Growth in Cross-Cultural Competency Improves Patient Care
In the task force's first workshop, Lopez helped develop cases dealing with cultural competency along with asking workshop members to bring in patient cases of their own.
Here, the task force was divided into work groups and each group developed their own scenarios around the patient cases that were brought to or developed at the workshop. Once each group developed its own patient case, it presented to the other members of the task force.
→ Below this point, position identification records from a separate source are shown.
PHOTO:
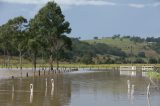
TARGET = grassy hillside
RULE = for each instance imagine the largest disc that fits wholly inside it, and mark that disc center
(127, 46)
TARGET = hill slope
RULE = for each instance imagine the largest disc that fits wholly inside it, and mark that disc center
(128, 46)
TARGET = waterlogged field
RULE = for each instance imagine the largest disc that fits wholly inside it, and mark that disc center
(79, 88)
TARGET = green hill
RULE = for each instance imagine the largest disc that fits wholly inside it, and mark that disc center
(127, 45)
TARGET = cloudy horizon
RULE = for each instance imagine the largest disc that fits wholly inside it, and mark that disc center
(91, 18)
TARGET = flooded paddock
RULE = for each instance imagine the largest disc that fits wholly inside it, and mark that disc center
(80, 88)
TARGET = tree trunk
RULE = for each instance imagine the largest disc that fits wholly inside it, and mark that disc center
(20, 59)
(57, 61)
(8, 60)
(34, 61)
(4, 62)
(51, 62)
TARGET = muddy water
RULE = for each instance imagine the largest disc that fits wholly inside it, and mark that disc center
(103, 88)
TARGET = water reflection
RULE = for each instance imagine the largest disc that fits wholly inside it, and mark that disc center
(81, 89)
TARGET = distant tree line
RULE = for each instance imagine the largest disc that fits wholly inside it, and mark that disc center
(44, 35)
After the presentation of the idea, the group received critiques.
At the conclusion of the workshop, the task force members were asked to go home and develop the case further and give suggestions on how these topics could be taught.
Each group had to come up with the learning objectives of the case, a narrative or case summary, a teacher's guide (explanation of case background), and then provide a bibliography and any visual aids that may have been acquired.
For example, one group created a case scenario on a pregnant HIV-positive patient who wanted the obstetrics team to lie about her condition, while another team explored issues of culture and trust: human trafficking, gynecology, and contraception.
"The biggest frustration of the task force was that they still did not know how to implement these processes," says Correa. "So we brought Lopez back, and did a role play with the case studies we had developed from the first workshop."
In this workshop, two or three work cases were chosen to role play. Members of the task force would take one of the cases, and then act it out. The group would then critique the case that was acted out, and learn how to actually put this into practice with their teachings.